Amidst the clamour of modern art and the attempt to impress through shock-invoking images or to attach meaning to representations which fail to touch the audience, Marianna Katsoulidi’s paintings effortlessly open paths to the viewer, and invite him to participate in their creator’s considerations. At the same time, they offer “keys” for access to inner spaces that the viewer is unaware of or chooses to forget.
The artist, lacking pretension, selects as a starting point simple objects of everyday life: toys. She delivers them in dimensions that have departed from what we can hold and twist in our hands. The size of the toys seems to reach that of living humans. Archetypal images – the mother of many, the rider, the couple, the child with his pet – become “keys”, which set the viewer opposite himself on one hand, and on the other hand, opposite the rigid, prefabricated roles that he is asked to adopt in everyday life and his everyday contacts.

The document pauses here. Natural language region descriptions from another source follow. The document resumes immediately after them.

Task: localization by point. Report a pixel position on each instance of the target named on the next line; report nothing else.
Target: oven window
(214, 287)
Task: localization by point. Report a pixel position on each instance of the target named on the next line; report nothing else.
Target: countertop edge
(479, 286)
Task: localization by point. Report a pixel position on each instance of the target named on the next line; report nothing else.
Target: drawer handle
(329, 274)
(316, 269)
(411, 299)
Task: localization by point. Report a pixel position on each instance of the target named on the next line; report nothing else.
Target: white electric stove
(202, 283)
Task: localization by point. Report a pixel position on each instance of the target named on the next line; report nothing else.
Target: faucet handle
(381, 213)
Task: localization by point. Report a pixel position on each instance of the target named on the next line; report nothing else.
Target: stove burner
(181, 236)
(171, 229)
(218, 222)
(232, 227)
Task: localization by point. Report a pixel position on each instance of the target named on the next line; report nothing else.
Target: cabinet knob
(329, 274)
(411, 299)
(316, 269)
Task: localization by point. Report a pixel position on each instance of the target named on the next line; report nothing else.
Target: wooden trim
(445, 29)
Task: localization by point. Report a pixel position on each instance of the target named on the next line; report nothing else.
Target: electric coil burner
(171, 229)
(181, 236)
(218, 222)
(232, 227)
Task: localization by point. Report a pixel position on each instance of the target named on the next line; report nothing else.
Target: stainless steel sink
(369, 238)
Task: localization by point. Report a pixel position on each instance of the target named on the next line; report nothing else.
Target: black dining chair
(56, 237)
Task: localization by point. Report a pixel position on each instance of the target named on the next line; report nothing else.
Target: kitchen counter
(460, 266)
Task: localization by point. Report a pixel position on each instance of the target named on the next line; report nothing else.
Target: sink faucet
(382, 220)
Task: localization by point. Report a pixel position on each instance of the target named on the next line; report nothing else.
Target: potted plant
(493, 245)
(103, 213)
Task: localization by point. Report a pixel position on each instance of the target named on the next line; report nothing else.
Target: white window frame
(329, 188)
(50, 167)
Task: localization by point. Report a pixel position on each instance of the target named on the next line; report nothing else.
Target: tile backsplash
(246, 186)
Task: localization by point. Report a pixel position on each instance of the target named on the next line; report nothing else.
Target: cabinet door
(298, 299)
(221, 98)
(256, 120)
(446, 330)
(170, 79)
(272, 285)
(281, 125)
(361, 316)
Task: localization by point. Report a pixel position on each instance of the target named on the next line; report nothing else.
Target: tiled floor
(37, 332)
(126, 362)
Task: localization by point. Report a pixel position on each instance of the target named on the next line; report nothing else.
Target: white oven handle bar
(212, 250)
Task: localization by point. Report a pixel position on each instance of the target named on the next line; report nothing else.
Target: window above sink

The sweetness, fun, the cuteness of the game lives on in Marianna’s colour and exquisitely balances the portentousness of a toy now adult in size, through the accuracy of her fluid design. Common images stir familiar feelings, while inviting each of us to feel ourselves, in order to set our uniqueness and liveliness apart from the minstrel with the guitar and the long eyelashes, and the overtly absorbed sportsman with the riffle.
The question that lingers in the creator’s mind, “what if, in the end, we are not but toys in the hands of a grander child?” is accurately impressed in Marianna’s serious and noteworthy toys. However, the painter winks with an air of optimism and a mood for opening up through her work as she persists in choosing toys as her subject. Her images end up as a strong reminder of the need to stay in touch with the real self, no matter which costume and posture he has chosen to wear.